Apache Kafka
Apache Kafka is an open-source distributed streaming platform for building real-time data pipelines and stream processing applications.
Features
Feature Name | Supported | Notes |
---|---|---|
Capture deletes | ||
History mode | ||
Custom data | check | |
Data blocking | check | |
Column hashing | check | |
Re-sync | check | |
API configurable | check | API configuration |
Priority-first sync | ||
Fivetran data models | ||
Private networking | ||
Authorization via API | check |
Setup guide
Follow our step-by-step Apache Kafka setup guide to connect Apache Kafka with your destination using Fivetran connectors.
Schema information
Fivetran creates one table for each topic.
IMPORTANT: You can choose which topics to sync on the Schema tab in your Fivetran dashboard.
For each table it creates partition
, offset
, timestamp
, key
, and headers
columns, where partition
and offset
are the primary keys.
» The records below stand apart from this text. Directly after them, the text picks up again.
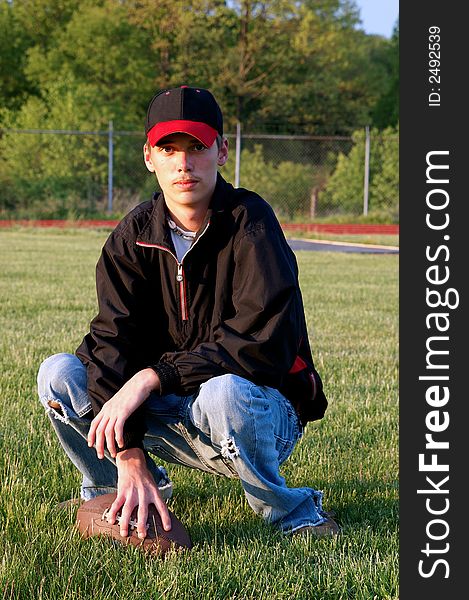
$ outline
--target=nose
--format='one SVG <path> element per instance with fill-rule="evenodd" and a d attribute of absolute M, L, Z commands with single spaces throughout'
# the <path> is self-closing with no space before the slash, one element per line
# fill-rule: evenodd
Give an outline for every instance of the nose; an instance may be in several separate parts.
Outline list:
<path fill-rule="evenodd" d="M 192 160 L 189 152 L 178 153 L 178 170 L 182 172 L 192 171 Z"/>

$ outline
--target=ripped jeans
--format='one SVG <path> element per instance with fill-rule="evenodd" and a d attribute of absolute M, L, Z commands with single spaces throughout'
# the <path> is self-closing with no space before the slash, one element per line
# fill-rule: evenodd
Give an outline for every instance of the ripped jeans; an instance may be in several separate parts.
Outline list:
<path fill-rule="evenodd" d="M 46 359 L 38 373 L 38 392 L 62 447 L 83 476 L 82 498 L 115 491 L 115 461 L 109 455 L 99 460 L 86 441 L 91 403 L 81 361 L 72 354 Z M 277 390 L 222 375 L 194 395 L 151 394 L 143 406 L 145 455 L 156 483 L 160 472 L 150 454 L 238 478 L 254 512 L 286 533 L 325 522 L 322 492 L 289 488 L 279 474 L 301 437 L 301 425 Z"/>

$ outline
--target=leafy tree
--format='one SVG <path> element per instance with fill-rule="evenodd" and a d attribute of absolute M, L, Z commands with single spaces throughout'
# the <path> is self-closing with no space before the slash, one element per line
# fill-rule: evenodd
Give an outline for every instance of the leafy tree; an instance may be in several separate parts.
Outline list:
<path fill-rule="evenodd" d="M 18 109 L 35 91 L 24 73 L 26 52 L 32 43 L 11 3 L 0 0 L 0 106 L 3 108 Z"/>
<path fill-rule="evenodd" d="M 396 127 L 399 121 L 399 21 L 391 41 L 379 58 L 387 72 L 387 85 L 372 111 L 373 124 L 379 129 Z"/>
<path fill-rule="evenodd" d="M 320 199 L 323 212 L 363 212 L 365 133 L 353 134 L 355 146 L 340 154 Z M 399 202 L 398 130 L 370 131 L 369 212 L 397 220 Z"/>
<path fill-rule="evenodd" d="M 223 174 L 229 181 L 234 181 L 231 158 Z M 308 216 L 314 183 L 315 170 L 311 165 L 266 160 L 261 144 L 241 152 L 240 185 L 260 194 L 280 218 L 291 220 L 295 216 Z"/>

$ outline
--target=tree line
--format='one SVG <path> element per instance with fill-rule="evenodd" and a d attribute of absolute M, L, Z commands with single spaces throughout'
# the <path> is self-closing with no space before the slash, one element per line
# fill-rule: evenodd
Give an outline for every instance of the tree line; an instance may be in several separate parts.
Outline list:
<path fill-rule="evenodd" d="M 227 132 L 238 121 L 293 135 L 395 128 L 398 43 L 397 23 L 391 39 L 367 35 L 353 0 L 0 0 L 4 198 L 14 202 L 21 170 L 5 130 L 105 130 L 112 120 L 143 132 L 148 101 L 165 87 L 211 89 Z M 84 162 L 85 188 L 99 187 L 105 150 L 87 143 L 88 157 L 83 143 L 66 146 Z M 48 158 L 35 157 L 38 173 Z M 58 164 L 55 176 L 70 178 Z"/>

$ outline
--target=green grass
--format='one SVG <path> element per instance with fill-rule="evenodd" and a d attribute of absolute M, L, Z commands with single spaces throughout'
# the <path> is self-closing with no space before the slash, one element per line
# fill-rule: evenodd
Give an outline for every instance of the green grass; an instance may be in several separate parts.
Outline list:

The timestamp
column may contain either create_time
or log_append_time
as per the server configuration. The headers
column stores record metadata as JSON key-value pairs. Kafka records can have zero or more headers.
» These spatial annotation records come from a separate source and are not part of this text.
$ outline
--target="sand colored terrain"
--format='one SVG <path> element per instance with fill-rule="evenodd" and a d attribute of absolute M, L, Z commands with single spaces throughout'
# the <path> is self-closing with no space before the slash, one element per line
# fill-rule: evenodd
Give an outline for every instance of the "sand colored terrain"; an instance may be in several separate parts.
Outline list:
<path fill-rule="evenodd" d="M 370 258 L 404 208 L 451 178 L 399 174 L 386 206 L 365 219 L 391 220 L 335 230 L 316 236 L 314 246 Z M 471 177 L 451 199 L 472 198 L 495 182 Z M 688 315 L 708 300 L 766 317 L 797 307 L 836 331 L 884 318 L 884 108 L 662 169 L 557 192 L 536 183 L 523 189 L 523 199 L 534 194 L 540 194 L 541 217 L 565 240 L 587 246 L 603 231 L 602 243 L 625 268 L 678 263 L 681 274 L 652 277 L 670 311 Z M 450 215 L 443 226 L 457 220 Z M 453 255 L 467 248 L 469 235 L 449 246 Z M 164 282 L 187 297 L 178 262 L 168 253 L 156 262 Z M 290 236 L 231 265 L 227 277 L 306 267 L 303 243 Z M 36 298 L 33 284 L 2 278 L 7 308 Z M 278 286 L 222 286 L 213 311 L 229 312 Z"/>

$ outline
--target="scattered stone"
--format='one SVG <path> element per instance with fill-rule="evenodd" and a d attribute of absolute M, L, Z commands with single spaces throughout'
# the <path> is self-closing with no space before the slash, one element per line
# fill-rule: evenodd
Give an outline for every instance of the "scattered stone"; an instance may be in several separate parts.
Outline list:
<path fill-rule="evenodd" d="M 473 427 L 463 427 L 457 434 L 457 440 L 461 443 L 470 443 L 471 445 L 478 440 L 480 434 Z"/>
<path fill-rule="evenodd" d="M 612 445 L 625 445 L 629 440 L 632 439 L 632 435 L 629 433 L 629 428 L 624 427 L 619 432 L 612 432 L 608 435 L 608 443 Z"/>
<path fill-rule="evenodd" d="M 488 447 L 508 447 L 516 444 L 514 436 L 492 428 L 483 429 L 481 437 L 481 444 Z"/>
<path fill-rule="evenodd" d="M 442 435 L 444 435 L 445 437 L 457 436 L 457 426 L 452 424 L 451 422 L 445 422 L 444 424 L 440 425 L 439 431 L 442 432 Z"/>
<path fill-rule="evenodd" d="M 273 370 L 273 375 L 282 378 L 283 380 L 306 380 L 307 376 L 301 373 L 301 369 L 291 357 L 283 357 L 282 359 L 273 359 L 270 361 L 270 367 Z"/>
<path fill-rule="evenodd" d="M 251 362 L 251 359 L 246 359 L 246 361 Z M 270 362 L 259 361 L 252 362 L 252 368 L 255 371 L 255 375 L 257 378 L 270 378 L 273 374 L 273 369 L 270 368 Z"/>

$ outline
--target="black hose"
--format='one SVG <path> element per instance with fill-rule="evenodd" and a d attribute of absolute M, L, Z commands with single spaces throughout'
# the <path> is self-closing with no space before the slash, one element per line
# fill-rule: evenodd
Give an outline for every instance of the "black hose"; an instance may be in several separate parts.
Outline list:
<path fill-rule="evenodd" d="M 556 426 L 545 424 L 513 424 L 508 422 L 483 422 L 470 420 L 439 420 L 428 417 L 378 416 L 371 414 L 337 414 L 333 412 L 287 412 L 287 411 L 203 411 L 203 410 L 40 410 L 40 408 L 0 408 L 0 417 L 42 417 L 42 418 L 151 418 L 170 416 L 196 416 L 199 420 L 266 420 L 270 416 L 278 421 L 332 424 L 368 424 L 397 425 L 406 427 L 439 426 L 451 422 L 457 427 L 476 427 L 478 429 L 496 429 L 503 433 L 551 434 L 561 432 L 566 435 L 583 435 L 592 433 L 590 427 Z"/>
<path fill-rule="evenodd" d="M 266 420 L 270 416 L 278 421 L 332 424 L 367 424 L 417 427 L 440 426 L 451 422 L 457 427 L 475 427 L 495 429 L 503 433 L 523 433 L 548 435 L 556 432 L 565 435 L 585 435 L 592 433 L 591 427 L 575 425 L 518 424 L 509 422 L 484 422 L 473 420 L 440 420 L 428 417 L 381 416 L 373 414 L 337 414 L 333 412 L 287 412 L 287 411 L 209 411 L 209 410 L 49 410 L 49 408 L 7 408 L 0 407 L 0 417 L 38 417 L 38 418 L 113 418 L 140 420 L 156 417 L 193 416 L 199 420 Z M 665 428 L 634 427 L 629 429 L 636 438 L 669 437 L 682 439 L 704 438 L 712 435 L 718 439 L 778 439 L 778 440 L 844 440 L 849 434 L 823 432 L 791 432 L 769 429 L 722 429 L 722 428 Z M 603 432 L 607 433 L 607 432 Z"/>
Kafka records can contain multiple headers with the same key. To prevent conflicts, we automatically deduplicate them by appending a numeric suffix to each repeated key. For example, if a Kafka record has:
- 2 headers with key
firstRepeatedKey
- 2 headers with key
secondRepeatedKey
- 1 header with key
anotherKey
The record will be synced with the following keys:
firstRepeatedKey_0
firstRepeatedKey_1
secondRepeatedKey_0
secondRepeatedKey_1
anotherKey
You can select to sync packed
or unpacked
messages. For the packed
messages, Fivetran syncs the message in value
column. The unpacked
messages must be in JSON
format. For all the first level JSON
elements, Fivetran creates a separate column. The column names are formed using value_<element_name>
format.
For the Avro message type, we sync the data as unpacked
messages by default. For the values, we sync each element with the column name format value_<element_name>
. If the key is also serialised using an Avro schema, we sync the elements in the key with the column name format key_<element_name>
. If the key is not serialised using an Avro schema, we sync it as a string.
Historical sync
After making the connection, Fivetran starts syncing all available messages from the Kafka topics. It goes to the earliest available offset for each partition of a topic and starts consuming the messages. It loads the messages into the destination. After the retention period the messages are deleted from the Kafka topics. The deleted messages won't be synced so if you happened to re-sync the connector it would only fetch the current available messages.